The IMDB Dataset

The IMDB dataset is one of the most popular sentiment analysis datasets. It contains multiple movie reviews, each annotated with either a positive or negative label.

In this example, a classifier model was built to predict positive and negative reviews.

Text Preprocessing

To preprocess the text, first lowercase all words and remove any HTML residues and punctuations. Tokenize the words and feed them into an Embedding layer to embed all the tokens.

Densely Connected Model

A straightforward approach to solving this problem is by using a densely connected model. The proposed model is composed from a Dense layer followed by a GlobalAveragePooling1D.

Below is the model’s block representation within our platform:

Training Metrics

During the training our platform collects various performance metrics and metadata that are presented interactively within a customizable Dashboard. This enables further performance and data analysis.

After training the model for 20 epochs, the accuracy is 0.9595 and the error loss is 0.149.
Visualization of the error loss / accuracy vs batch:

Error Analysis

Population Exploration

The plot below is a population exploration plot. It represents a samples’ similarity map based on the model’s latent space, built using the extracted features from the trained model.

The samples shown below were taken from the training set and are colored based on their ground truth class. The dot’s size represents the model’s error loss for that specific sample. We can see that there is a clear separation of the samples based on their classes.There are also high loss sample (large dots).

Unsupervised Clustering

Tensorleap’s platform provides an unsupervised clustering of samples based on their similarities.

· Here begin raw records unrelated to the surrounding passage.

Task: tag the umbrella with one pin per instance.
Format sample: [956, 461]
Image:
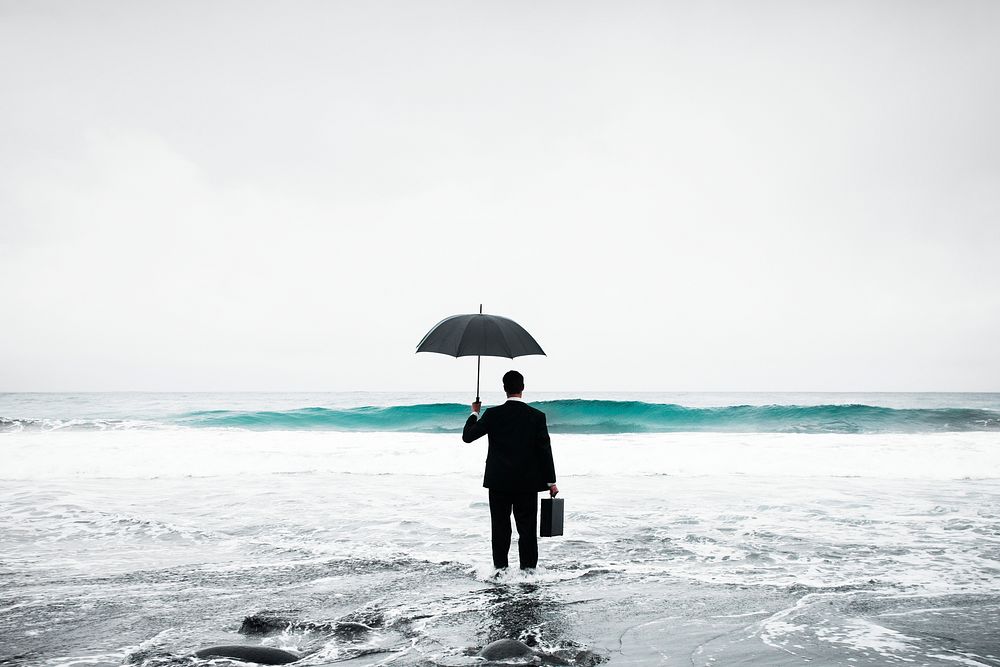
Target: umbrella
[479, 335]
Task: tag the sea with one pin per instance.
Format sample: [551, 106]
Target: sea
[353, 529]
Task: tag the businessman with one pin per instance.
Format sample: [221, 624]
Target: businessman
[518, 466]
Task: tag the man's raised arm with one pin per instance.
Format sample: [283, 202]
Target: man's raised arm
[475, 427]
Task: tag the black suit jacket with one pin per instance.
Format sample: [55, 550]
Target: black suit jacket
[520, 452]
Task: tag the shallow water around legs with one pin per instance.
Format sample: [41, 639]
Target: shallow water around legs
[367, 549]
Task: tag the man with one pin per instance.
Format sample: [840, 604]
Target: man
[518, 466]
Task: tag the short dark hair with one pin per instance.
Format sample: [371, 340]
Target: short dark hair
[513, 382]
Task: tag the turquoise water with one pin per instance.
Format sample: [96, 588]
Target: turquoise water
[420, 413]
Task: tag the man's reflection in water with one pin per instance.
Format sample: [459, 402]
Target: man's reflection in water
[519, 612]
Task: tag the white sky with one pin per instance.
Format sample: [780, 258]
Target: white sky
[670, 196]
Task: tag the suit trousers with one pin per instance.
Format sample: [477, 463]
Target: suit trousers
[525, 508]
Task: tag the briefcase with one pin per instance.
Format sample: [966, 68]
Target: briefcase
[552, 513]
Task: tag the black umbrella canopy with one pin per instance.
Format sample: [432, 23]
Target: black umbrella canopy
[479, 335]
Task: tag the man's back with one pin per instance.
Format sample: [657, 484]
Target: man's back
[520, 452]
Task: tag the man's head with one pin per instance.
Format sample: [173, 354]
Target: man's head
[513, 383]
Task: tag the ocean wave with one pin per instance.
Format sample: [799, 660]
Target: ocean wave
[576, 416]
[610, 417]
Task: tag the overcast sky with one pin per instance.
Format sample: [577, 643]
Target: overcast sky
[669, 196]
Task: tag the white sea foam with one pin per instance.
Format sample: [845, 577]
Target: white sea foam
[225, 453]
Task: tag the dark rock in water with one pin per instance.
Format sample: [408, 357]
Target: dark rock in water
[349, 629]
[505, 649]
[259, 654]
[264, 623]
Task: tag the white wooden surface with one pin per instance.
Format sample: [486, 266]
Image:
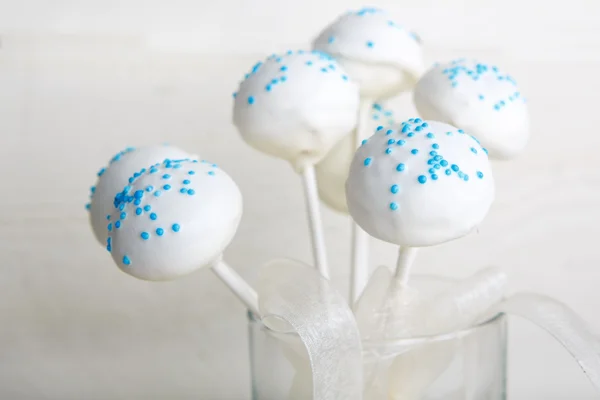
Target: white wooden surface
[81, 79]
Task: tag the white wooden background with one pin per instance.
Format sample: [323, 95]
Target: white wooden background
[79, 80]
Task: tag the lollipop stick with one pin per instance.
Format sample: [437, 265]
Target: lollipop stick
[237, 285]
[359, 271]
[314, 219]
[406, 257]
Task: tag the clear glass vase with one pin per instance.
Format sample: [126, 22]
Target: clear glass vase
[466, 365]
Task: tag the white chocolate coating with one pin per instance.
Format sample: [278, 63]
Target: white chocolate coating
[419, 183]
[114, 177]
[480, 99]
[296, 106]
[383, 57]
[332, 171]
[174, 218]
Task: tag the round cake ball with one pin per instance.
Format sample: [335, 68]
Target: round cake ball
[419, 183]
[480, 99]
[172, 219]
[384, 57]
[332, 171]
[112, 178]
[296, 106]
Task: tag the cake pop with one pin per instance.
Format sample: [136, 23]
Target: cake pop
[174, 218]
[478, 98]
[296, 106]
[112, 178]
[385, 59]
[332, 171]
[382, 56]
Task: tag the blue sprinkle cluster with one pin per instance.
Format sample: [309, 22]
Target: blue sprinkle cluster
[132, 201]
[435, 164]
[319, 61]
[464, 70]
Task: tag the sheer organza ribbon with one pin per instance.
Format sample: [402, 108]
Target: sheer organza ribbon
[294, 297]
[563, 324]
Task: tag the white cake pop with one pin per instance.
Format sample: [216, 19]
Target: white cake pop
[478, 98]
[420, 183]
[174, 218]
[112, 178]
[381, 55]
[332, 171]
[296, 106]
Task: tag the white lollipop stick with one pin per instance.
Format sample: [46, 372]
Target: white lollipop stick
[406, 257]
[315, 223]
[237, 285]
[359, 270]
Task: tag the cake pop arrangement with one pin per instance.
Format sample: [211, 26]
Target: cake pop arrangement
[163, 214]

In our use-case we can see that this clustering technique was able to group together samples with common features. For example, in this Population Exploration plot, each cluster is colored, while the size of the dot represents the number accuracy each sample:

It can be seen that the left-side groups consist of positively labelled samples.

Sample Analysis

The Tensorleap platform provides us with a way to further explore the model’s response to specific data samples.

For example, performing Sample Analysis of one of the failing samples shows a false-positive prediction made by the model, with a heat-map overlay that scores the significance of each word to the positive prediction:

The heat-map highlighted words such as “appreciated“, “favourite“, “appreciate” which indeed translates positively. But when we review their context, we get “other comments… appreciated“, “favourite… but“, and “appreciate.. but do not“, which resonates as negative.

Bert model

We have tried other model- a pretrained Bert (Bidirectional Encoder Representations from Transformers) model.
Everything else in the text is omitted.